Listening and asking questions.

This was new information to me.

(Will there always be new information?)

We stopped at an Ethiopian place by our house

And ordered a veggie sampler

And held hands across the torn plastic tablecloth.

“Babe, I want to be the

Best husband

You’ve ever had,” Joe said,

And I started to laugh and cry at the same time.

We went home and went upstairs to our bedroom.

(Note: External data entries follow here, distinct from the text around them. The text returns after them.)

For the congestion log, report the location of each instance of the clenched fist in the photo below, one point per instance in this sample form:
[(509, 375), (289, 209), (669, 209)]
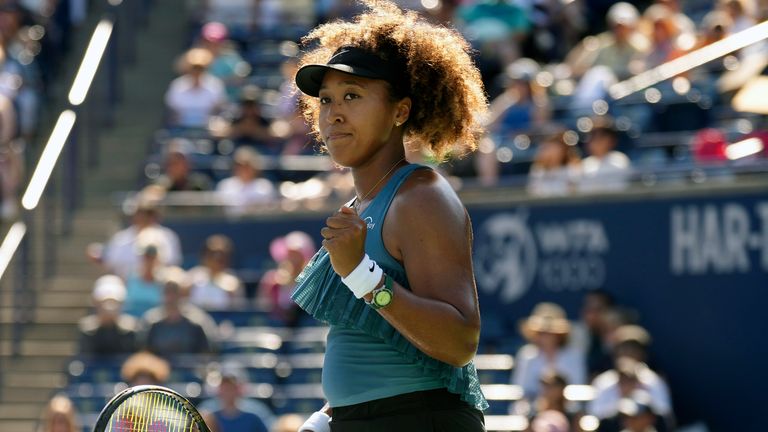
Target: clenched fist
[(344, 239)]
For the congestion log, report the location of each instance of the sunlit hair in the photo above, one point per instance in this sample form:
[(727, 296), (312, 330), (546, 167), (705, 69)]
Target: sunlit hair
[(445, 87), (59, 406)]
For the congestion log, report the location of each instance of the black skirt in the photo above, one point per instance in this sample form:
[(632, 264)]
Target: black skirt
[(424, 411)]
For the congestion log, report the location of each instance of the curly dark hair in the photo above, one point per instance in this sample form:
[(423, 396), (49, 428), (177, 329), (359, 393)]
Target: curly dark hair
[(448, 100)]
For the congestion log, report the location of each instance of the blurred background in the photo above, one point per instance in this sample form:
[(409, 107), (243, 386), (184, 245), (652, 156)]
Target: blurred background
[(159, 193)]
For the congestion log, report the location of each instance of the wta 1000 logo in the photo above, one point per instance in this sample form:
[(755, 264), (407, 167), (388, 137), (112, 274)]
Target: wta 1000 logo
[(511, 255)]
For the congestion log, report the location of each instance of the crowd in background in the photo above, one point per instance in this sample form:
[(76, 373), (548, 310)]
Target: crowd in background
[(232, 127), (34, 38), (549, 69)]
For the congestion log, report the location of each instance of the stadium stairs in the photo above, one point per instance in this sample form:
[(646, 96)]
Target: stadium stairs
[(49, 339)]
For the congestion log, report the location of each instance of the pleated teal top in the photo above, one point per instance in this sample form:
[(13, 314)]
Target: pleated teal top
[(366, 358)]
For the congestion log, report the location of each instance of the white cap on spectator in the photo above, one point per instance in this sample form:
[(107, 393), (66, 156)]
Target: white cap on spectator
[(623, 13), (109, 287)]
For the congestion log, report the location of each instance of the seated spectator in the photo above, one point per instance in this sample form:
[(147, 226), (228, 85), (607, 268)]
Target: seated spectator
[(174, 328), (108, 331), (620, 49), (60, 415), (291, 253), (636, 413), (249, 126), (664, 34), (592, 333), (144, 287), (145, 368), (605, 169), (246, 188), (630, 373), (120, 255), (232, 411), (550, 421), (214, 285), (556, 169), (522, 105), (496, 28), (178, 175), (227, 64), (196, 95), (547, 330), (551, 397)]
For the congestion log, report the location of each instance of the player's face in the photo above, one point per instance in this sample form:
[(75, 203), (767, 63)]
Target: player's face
[(357, 117)]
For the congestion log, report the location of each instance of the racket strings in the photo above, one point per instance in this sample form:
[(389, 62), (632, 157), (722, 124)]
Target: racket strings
[(151, 412)]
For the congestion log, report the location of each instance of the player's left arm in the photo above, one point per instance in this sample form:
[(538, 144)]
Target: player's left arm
[(429, 231)]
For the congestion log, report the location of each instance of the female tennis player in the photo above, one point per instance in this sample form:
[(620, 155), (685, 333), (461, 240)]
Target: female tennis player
[(394, 278)]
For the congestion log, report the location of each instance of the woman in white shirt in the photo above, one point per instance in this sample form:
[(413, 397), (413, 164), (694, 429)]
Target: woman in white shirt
[(246, 187), (547, 331)]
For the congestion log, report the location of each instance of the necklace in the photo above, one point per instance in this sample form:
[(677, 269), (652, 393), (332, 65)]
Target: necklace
[(357, 202)]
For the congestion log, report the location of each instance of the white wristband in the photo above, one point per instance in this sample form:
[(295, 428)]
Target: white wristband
[(364, 278), (317, 422)]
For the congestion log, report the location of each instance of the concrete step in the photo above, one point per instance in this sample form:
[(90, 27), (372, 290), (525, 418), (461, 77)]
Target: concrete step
[(67, 299), (47, 380), (27, 425), (44, 348), (51, 332), (66, 283), (20, 411), (40, 363), (46, 316)]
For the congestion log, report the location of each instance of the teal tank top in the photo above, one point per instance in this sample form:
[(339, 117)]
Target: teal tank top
[(366, 358)]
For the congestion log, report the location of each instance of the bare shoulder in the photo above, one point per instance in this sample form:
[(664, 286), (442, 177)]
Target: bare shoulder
[(427, 195), (427, 208)]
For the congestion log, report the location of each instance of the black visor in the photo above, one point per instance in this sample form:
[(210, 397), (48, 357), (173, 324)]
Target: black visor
[(352, 60)]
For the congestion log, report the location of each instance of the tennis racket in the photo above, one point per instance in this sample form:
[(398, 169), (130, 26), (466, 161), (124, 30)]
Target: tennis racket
[(149, 408)]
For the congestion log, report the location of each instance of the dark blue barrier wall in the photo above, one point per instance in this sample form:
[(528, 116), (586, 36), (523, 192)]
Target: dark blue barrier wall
[(695, 268)]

And Joe turned off all the lights

But one,

And I fell asleep to him

Putting the laundry away.

On Valentine’s Day, a wedding ring arrives

It came yesterday,

Valentine’s Day,

In the mail:

Joe’s wedding ring.

Made of meteorite:

Chunks of streaked, slate-colored iron

Dropped to earth from space,

And shiny, copper-colored

Rose gold,

From inside the earth.

A particular design

For a particular man.

I had to order it over the Internet

Dizzying to send that much money over

Paypal for a piece of

Eternal jewelry.

It came via insured mail from

Flagstaff, Ariz.

(“Hippie town,” Joe says.

“Of course they make meteorite rings there.”)

And arrived on our doorstep on

Valentine’s Day afternoon.

I opened the package in the kitchen after

Shooing Joe upstairs.

My brother, a groomsman, was there,

And I made him squeeze the ring

It didn’t give.

Money well-spent.

The small boy, of course,

Needed to see, too.

I gave it to him warily,

And hovered as he tried it on his small thumb

Lest he somehow drop it down the venting system.

He gave it back, apparently approving

Good, ’cause he’ll be bearing it down the aisle on

May 7

And pulled his babysitting uncle to play.

Later, at the restaurant,

Gazing at each other over tea lights,

We ordered our first course off the prix fixe menu,

And Joe said,

“Get out that ring.”

I pulled the box out of my purse and opened it, and we both looked inside.

The ring is heavy and medieval-looking;

The meteorite inlay streaked as if with slate paint brush strokes.

The rose-gold lining shining from inside the ring like an underground lava flow.

Joe put it on his ring finger,

And I thought that it looked,

Against his skin,

Truly like iron.

It wasn’t until Joe went to the bathroom

And I studied the eternal randomness of the

Streaks and swipes,

And ran my finger along the smooth copper-glow lining,

And thought about how I’d

Earned the money

To buy this ring,

And was grateful to be able to do that

For Joe,

That the ring’s billion-year-old

Beauty

Was clarified.

When Joe came back from the bathroom,

I made him put it on his finger one last time.

“Happy Valentine’s Day, babe,” I said.